Under Article 420 of the Civil Code, the Airport Lands and Buildings of MIAA, being devoted to public
use, are properties of public dominion and thus owned by the State or the Republic of the Philippines.
Article 420 specifically mentions “ports x x x constructed by the State,” which includes public airports
and seaports, as properties of public dominion and owned by the Republic. As properties of public
dominion owned by the Republic, there is no doubt whatsoever that the Airport Lands and Buildings are
expressly exempt from real estate tax under Section 234(a) of the Local Government Code. This Court
has also repeatedly ruled that properties of public dominion are not subject to execution or
foreclosure sale.85 (Emphases added.)
WHEREFORE, we hereby GRANT the petition. We REVERSE and SET ASIDE the Decision dated
October 8, 2007 and the Resolution dated February 12, 2008 of the Court of Appeals (Cebu
City) in CA-G.R. SP No. 01360. Accordingly, we DECLARE:

1. Petitioner’s properties that are actually, solely and exclusively used for public purpose,
consisting of the airport terminal building, airfield, runway, taxiway and the lots on which they
are situated, EXEMPT from real property tax imposed by the City of Lapu-Lapu.
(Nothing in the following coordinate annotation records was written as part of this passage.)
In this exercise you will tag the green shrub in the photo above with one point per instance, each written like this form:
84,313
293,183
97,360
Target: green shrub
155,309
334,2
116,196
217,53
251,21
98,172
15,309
2. VOID all the real property tax assessments, including the additional tax for the special
education fund and the penalty interest, as well as the final notices of real property tax
delinquencies, issued by the City of Lapu-Lapu on petitioner’s properties, except the assessment
covering the portions that petitioner has leased to private parties.

3. NULL and VOID the sale in public auction of 27 of petitioner’s properties and the eventual
forfeiture and purchase of the said properties by respondent City of Lapu-Lapu. We likewise
declare VOID the corresponding Certificates of Sale of Delinquent Property issued to respondent
City of Lapu-Lapu.

SO ORDERED. cralawlawlibra ry

Sereno, C. J., (Chairperson), Bersamin, Perez, and Perlas-Bernabe, JJ., concur.